A few corrections / expansions to some of the comments:
- topiramate has an indication for migraine prophylaxis but not weight loss. The majority of sales is for the migraine indication. It is used as are most anticonvulsants for many other CNS conditions.
- Keppra binds to the synaptic vesicular protein SV2A. This is thought to be related to its mechanism in epilepsy but not yet known how
- the best discovery story in epilepsy is for valproic acid. In the 60s scientists at the Pharmacy school in Grenoble used valproic acid as a solvent. Amazingly everything they put into this solvent was anticonvulsant in animal models. Eventually the penny dropped & valproic acid was unmasked as the real anticonvulsant. Still sells $1 billion plus for Abbott in epilepsy, migraine and bipolar.
- vigabatrin has just been filed with the FDA.

Permalink to Comment

16. retread on March 27, 2008 8:30 AM writes...

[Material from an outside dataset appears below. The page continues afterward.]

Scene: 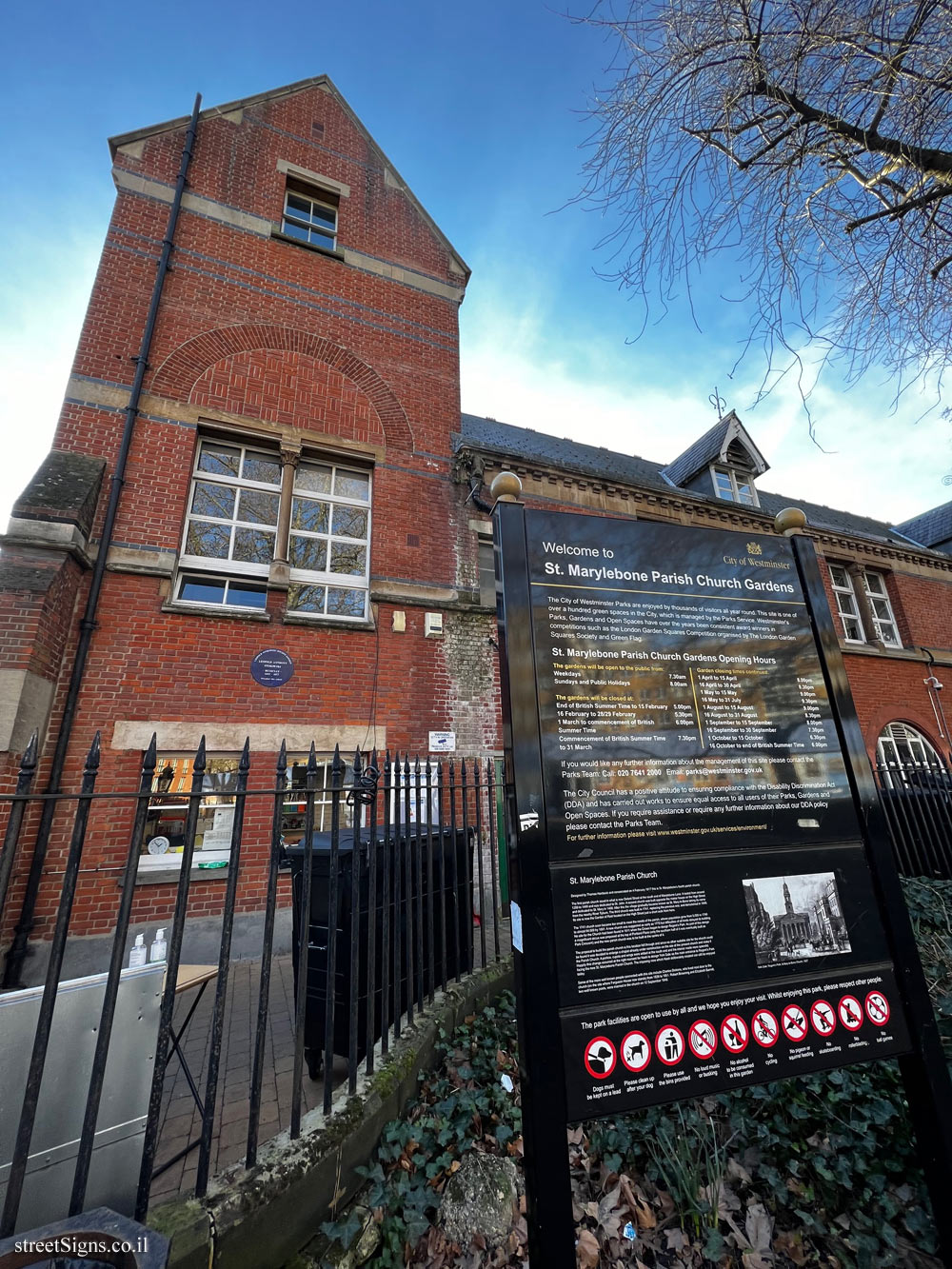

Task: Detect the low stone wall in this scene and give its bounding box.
[146,958,513,1269]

You might all have a look at Proc. Natl. Acad. Sci. vol. 105 pp. 3628 - 3633 '08 which reviews the various hypotheses about the mechanism of gabapentin (Neurontin) activity-- e.g. acute inhibition of calcium currents in the presynaptic terminal, decreased synaptic transmission, decreased neurotransmitter release, finds the evidence for this equivocal or at least noreplicable, and comes up with a new mechanism -- binding to the alpha2-delta subunit of the voltage gated calcium channel (VGCC) resulting in decreased levels of VGCC at the presynaptic terminal. Thus gabapentin has effects chronically (as the effect takes time to become manifest) but not acutely.

As you note, no one could have predicted the effects of gabapentin (which are still under investigation). It's also very good that you included the valproic acid story, which shows just how little we know (and still don't know) about the way the brain works. Another example is Cade's discovery of Lithium's effects.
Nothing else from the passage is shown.